The Definitions Container
The DefinitionsSchema acts as a registry for schemas that need to be reused or referenced. It is a TypedDict that wraps a main schema and provides a list of auxiliary definitions.
class DefinitionsSchema(TypedDict, total=False):
type: Required[Literal['definitions']]
schema: Required[CoreSchema]
definitions: Required[list[CoreSchema]]
metadata: dict[str, Any]
serialization: SerSchema
When the SchemaValidator or SchemaSerializer is initialized with a DefinitionsSchema, it processes the definitions list first, making each schema with a ref attribute available for lookup by other parts of the schema.
Referencing Schemas
To use a schema defined in the definitions list, you use a DefinitionReferenceSchema. This schema does not contain the validation logic itself; instead, it contains a schema_ref string that matches the ref attribute of a schema in the registry.
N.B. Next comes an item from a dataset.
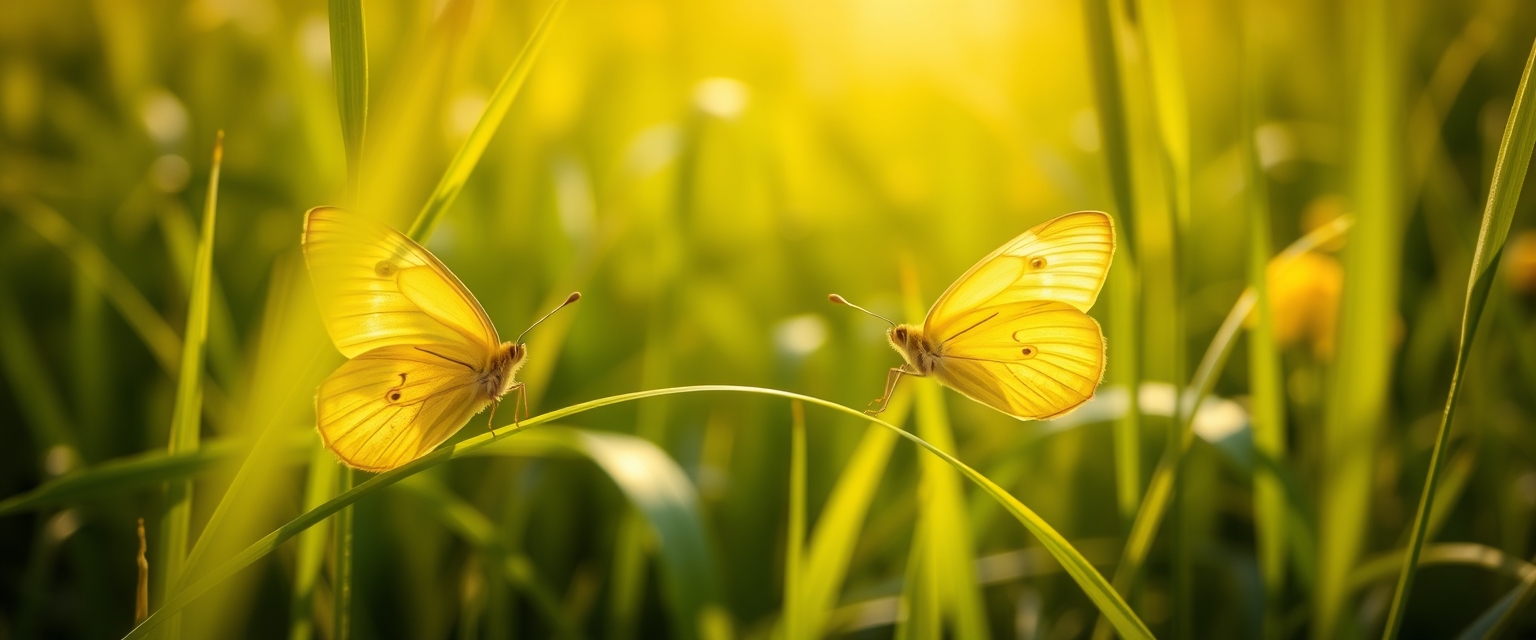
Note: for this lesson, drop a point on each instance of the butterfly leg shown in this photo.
(891, 378)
class DefinitionReferenceSchema(TypedDict, total=False):
type: Required[Literal['definition-ref']]
schema_ref: Required[str]
ref: str
metadata: dict[str, Any]
serialization: SerSchema
Shared Definitions
One common use case is sharing a complex validator across multiple fields to reduce the size of the generated schema. Instead of duplicating the validator, you define it once in the definitions and reference it multiple times.
from pydantic_core import SchemaValidator, core_schema
# Define a shared integer validator with a specific reference
shared_int = core_schema.int_schema(ref='my-shared-int')
schema = core_schema.definitions_schema(
schema=core_schema.typed_dict_schema({
'a': core_schema.typed_dict_field(core_schema.definition_reference_schema('my-shared-int')),
'b': core_schema.typed_dict_field(core_schema.definition_reference_schema('my-shared-int')),
}),
definitions=[shared_int],
)
v = SchemaValidator(schema)
assert v.validate_python({'a': 1, 'b': '2'}) == {'a': 1, 'b': 2}
Recursive Schemas
Recursion is the primary driver for the reference system. Because Python dictionaries cannot easily represent a truly recursive structure without using references, pydantic-core uses schema_ref to allow a schema to point back to itself or to a parent structure.
A classic example is a "Branch" or "Tree" structure where each node can contain other nodes of the same type.
from pydantic_core import SchemaValidator, core_schema
v = SchemaValidator(
core_schema.definitions_schema(
# The entry point is a reference to the 'Branch' definition
core_schema.definition_reference_schema('Branch'),
[
core_schema.typed_dict_schema(
{
'name': core_schema.typed_dict_field(core_schema.str_schema()),
'sub_branch': core_schema.typed_dict_field(
core_schema.with_default_schema(
core_schema.nullable_schema(
# Recursive reference back to 'Branch'
core_schema.definition_reference_schema('Branch')
),
default=None,
)
),
},
ref='Branch',
)
],
)
)
# Validating nested data
data = {'name': 'root', 'sub_branch': {'name': 'child', 'sub_branch': None}}
assert v.validate_python(data) == data
In this implementation, the typed-dict schema is assigned the ref='Branch'. Inside its own fields, it uses a definition-ref pointing back to 'Branch', enabling infinite depth validation.
Constraints and Safety
Reference Resolution
Every schema_ref used in a DefinitionReferenceSchema must correspond to a ref defined within the same DefinitionsSchema (or a parent DefinitionsSchema if nested). If a reference cannot be resolved during initialization, pydantic-core raises a SchemaError indicating that the definition was never filled.
Cyclic Data Detection
While the schema itself can be recursive, the input data must eventually terminate unless specifically handled. If pydantic-core detects that it is validating the same object instance multiple times within a recursive loop, it raises a ValidationError with the type recursion_loop.
As seen in pydantic-core/tests/validators/test_definitions_recursive.py:
b = {'name': 'recursive'}
b['branch'] = b # Create a circular reference in data
with pytest.raises(ValidationError) as exc_info:
v.validate_python(b)
assert exc_info.value.errors()[0]['type'] == 'recursion_loop'
Serialization
References are also respected during serialization. The DefinitionReferenceSchema can include its own serialization configuration, which allows you to customize how a referenced object is serialized specifically when accessed through that reference, even if the base definition has different serialization logic. This is useful for controlling the depth or format of recursive structures during export.